Mach is a high-performance embedded object storage database for Go applications with S3-compatible API. It provides a lightweight, zero-dependency solution for applications that need reliable object storage without external dependencies.
- 🚀 Embedded: No external services required - embed directly in your Go application
- 📦 Zero Dependencies: Pure Go implementation with minimal external dependencies
- 🔄 S3 Compatible: Drop-in replacement for S3 operations in development and testing
- ⚡ High Performance: Optimized for concurrent operations with intelligent caching
- 🛡️ Data Integrity: Built-in checksums and atomic operations ensure data safety
- 📊 Observable: Built-in metrics and health monitoring
- 🔧 Configurable: Flexible configuration for different use cases
- Development & Testing: S3-compatible local storage for development environments
- Edge Computing: Embedded storage for edge applications and IoT devices
- Microservices: Local object storage for containerized applications
- Backup Systems: Reliable local storage with S3-compatible interface
- Content Management: File storage for web applications and CMS systems
- Data Processing: Temporary storage for data processing pipelines
go get github.com/elastic-io/mach
package main
import (
"fmt"
"log"
"github.com/elastic-io/mach"
)
func main() {
// Create embedded storage instance
storage, err := mach.New("./data")
if err != nil {
log.Fatal(err)
}
defer storage.Close()
// Create a bucket
err = storage.CreateBucket("my-app-data")
if err != nil {
log.Fatal(err)
}
// Store an object
obj := &mach.ObjectData{
Key: "config/app.json",
Data: []byte(`{"version": "1.0", "debug": true}`),
ContentType: "application/json",
Metadata: map[string]string{"app": "myapp"},
}
err = storage.PutObject("my-app-data", obj)
if err != nil {
log.Fatal(err)
}
// Retrieve the object
retrievedObj, err := storage.GetObject("my-app-data", "config/app.json")
if err != nil {
log.Fatal(err)
}
fmt.Printf("Retrieved config: %s\n", string(retrievedObj.Data))

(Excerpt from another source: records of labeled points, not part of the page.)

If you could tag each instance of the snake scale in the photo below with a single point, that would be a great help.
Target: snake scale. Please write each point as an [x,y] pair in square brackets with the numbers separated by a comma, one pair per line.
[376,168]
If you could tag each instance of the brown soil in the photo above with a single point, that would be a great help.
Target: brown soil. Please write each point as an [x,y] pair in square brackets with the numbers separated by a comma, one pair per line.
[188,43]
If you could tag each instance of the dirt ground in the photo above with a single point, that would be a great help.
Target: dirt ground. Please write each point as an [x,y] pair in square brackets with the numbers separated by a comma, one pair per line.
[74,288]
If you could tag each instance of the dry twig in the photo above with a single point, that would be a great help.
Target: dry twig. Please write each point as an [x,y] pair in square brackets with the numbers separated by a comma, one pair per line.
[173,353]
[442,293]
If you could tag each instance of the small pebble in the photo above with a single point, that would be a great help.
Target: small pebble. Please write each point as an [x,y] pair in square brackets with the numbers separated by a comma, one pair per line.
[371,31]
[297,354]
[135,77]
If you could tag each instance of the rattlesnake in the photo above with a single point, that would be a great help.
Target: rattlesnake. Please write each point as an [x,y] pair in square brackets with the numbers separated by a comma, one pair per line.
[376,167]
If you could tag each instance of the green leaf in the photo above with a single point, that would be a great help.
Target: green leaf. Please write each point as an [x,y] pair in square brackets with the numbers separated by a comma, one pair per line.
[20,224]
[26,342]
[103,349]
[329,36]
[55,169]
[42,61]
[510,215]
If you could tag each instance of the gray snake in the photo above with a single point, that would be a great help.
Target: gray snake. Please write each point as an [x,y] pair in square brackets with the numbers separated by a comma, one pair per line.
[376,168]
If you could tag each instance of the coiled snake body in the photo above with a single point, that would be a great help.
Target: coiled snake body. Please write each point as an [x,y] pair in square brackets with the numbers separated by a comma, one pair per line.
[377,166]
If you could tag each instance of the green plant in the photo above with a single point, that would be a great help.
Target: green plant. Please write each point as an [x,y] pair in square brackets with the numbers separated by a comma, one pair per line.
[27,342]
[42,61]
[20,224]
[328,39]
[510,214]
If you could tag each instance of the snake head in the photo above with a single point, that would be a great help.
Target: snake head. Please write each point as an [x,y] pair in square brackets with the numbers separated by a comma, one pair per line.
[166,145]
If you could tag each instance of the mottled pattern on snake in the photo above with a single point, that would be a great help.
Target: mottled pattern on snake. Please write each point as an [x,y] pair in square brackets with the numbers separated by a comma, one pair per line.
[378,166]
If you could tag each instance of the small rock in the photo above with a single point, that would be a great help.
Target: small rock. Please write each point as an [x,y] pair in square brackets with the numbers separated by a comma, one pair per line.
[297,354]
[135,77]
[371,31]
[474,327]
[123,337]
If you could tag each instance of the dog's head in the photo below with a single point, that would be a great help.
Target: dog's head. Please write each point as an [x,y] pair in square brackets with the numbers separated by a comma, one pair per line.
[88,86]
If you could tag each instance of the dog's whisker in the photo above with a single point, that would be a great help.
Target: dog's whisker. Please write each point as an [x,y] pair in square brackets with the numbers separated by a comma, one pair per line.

fmt.Printf("Metadata: %v\n", retrievedObj.Metadata)
}
package main
import (
"io"
"net/http"
"github.com/elastic-io/mach"
)
func main() {
// Initialize embedded storage
storage, err := mach.New("./uploads")
if err != nil {
panic(err)
}
defer storage.Close()
storage.CreateBucket("user-uploads")
// File upload handler
http.HandleFunc("/upload", func(w http.ResponseWriter, r *http.Request) {
file, header, err := r.FormFile("file")
if err != nil {
http.Error(w, err.Error(), http.StatusBadRequest)
return
}
defer file.Close()
data, err := io.ReadAll(file)
if err != nil {
http.Error(w, err.Error(), http.StatusInternalServerError)
return
}
obj := &mach.ObjectData{
Key: header.Filename,
Data: data,
ContentType: header.Header.Get("Content-Type"),
}
err = storage.PutObject("user-uploads", obj)
if err != nil {
http.Error(w, err.Error(), http.StatusInternalServerError)
return
}
w.WriteHeader(http.StatusCreated)
w.Write([]byte("File uploaded successfully"))
})
// File download handler
http.HandleFunc("/download/", func(w http.ResponseWriter, r *http.Request) {
filename := r.URL.Path[10:] // Remove "/download/"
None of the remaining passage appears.